The Court would not have to worry about proper accomodations in its new location. Judging by the kind of palaces that have been erected around the country lately for Federal District Courts, it's unlikely that the Supreme Court would be short-changed in this area. I haven't said anything about where the Court should go because I have no axe to grind for any particular location. It's instinctive to think of the Midwest, the center of the country, as the proper place, but geography isn't decisive. The distribution of population is also important, and so is the character of the new seat of justice. This might seem to rule out a town like Chicago, but I wouldn't want to do that. Maybe the judges do need the stimulus of a major metropolitan area, where they also might exert a civilizing influence, and they don't necessarily have to be confined to Topeka or Wichita, two towns that keep coming into my mind, probably because I know nothing about either one of them.

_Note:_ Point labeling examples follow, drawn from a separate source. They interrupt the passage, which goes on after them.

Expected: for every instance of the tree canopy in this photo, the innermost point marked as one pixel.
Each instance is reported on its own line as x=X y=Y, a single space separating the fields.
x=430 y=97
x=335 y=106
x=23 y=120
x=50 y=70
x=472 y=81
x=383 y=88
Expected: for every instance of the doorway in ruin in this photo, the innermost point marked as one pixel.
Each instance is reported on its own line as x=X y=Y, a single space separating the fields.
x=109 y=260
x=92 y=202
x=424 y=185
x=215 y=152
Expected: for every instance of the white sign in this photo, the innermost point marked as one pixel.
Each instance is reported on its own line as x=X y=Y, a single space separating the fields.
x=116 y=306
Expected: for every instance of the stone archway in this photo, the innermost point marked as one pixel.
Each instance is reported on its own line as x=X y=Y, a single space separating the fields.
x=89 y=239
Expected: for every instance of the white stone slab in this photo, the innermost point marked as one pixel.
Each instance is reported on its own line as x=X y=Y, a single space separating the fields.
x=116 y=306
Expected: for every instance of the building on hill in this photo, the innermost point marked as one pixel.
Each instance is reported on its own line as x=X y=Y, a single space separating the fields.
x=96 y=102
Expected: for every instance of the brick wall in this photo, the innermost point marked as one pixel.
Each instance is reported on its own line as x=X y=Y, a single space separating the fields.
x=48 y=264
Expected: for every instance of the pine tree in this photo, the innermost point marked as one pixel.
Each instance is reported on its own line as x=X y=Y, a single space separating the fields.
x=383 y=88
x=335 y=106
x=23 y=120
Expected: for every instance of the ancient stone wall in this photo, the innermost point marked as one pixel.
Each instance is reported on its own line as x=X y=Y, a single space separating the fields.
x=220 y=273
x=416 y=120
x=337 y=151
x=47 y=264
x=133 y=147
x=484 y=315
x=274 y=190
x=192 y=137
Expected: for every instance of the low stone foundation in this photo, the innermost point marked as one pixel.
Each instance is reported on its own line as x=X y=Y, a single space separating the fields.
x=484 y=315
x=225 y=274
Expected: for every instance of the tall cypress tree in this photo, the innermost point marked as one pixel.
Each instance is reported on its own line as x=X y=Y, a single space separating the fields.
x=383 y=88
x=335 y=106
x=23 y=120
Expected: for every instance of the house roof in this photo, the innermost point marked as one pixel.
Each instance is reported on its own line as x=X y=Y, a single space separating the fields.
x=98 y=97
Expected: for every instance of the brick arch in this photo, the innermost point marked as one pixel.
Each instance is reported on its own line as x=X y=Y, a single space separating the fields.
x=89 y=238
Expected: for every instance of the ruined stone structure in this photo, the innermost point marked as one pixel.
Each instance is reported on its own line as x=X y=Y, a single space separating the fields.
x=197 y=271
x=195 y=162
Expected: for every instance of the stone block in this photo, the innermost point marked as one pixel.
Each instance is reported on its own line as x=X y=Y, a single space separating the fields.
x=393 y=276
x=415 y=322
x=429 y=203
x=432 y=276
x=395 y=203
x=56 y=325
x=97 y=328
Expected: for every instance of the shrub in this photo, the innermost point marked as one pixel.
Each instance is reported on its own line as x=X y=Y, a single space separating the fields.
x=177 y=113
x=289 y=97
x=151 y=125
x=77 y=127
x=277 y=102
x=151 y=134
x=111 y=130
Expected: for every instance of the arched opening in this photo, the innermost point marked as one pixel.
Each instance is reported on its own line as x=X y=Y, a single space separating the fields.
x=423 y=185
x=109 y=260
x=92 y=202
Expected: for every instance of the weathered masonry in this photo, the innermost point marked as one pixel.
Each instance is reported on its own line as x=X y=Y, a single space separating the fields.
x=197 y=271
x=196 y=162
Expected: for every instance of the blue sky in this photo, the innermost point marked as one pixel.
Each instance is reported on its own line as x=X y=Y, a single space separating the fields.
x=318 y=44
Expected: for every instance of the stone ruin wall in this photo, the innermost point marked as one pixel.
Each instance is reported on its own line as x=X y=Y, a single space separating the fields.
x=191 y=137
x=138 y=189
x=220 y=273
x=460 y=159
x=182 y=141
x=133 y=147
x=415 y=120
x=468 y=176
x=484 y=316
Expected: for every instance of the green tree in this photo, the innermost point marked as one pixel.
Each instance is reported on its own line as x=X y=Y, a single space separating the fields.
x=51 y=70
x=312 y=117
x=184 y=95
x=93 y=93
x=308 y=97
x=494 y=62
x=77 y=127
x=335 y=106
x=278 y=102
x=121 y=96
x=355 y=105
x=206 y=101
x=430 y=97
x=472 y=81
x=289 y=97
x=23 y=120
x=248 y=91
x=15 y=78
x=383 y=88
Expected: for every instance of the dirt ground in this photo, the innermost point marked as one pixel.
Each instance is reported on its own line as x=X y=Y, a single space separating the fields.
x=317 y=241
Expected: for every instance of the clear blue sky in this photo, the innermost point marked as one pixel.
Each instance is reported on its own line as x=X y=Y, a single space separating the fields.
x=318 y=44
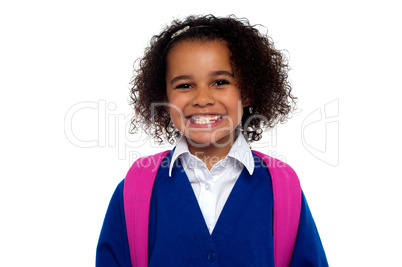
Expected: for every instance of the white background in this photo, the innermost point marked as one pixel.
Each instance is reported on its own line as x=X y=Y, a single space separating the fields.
x=55 y=55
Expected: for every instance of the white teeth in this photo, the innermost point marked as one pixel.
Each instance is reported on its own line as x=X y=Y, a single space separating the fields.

Wherever they go, the Justices will be news and they'll be in demand socially as well. The dangerous dinners of Washington might be replicated in the Heartland, but they're unlikely to be as demoralizing. Leaving Washington doesn't mean escaping political pressure completely; it means a reduction in its intensity. People in the rest of the country do think of other things as well. Even if they find themselves in a state capitol, life will be easier for the judges. They won't be living in a bubble inhaling nothing but political gas and vapors, which they then exhale into their decisions. In an atmosphere like Washington's it's natural to let that happen. They will always have the political effect of their decisions on their minds. It's a reflex from living there. When you wake up and look at your newspaper there it says "Tropical Storm Due; Seen as Setback for Bush". You can't escape.

I don't say politics is a disease which will wipe out life on earth. I just say the Court should have a relief from it and should...smell the flowers.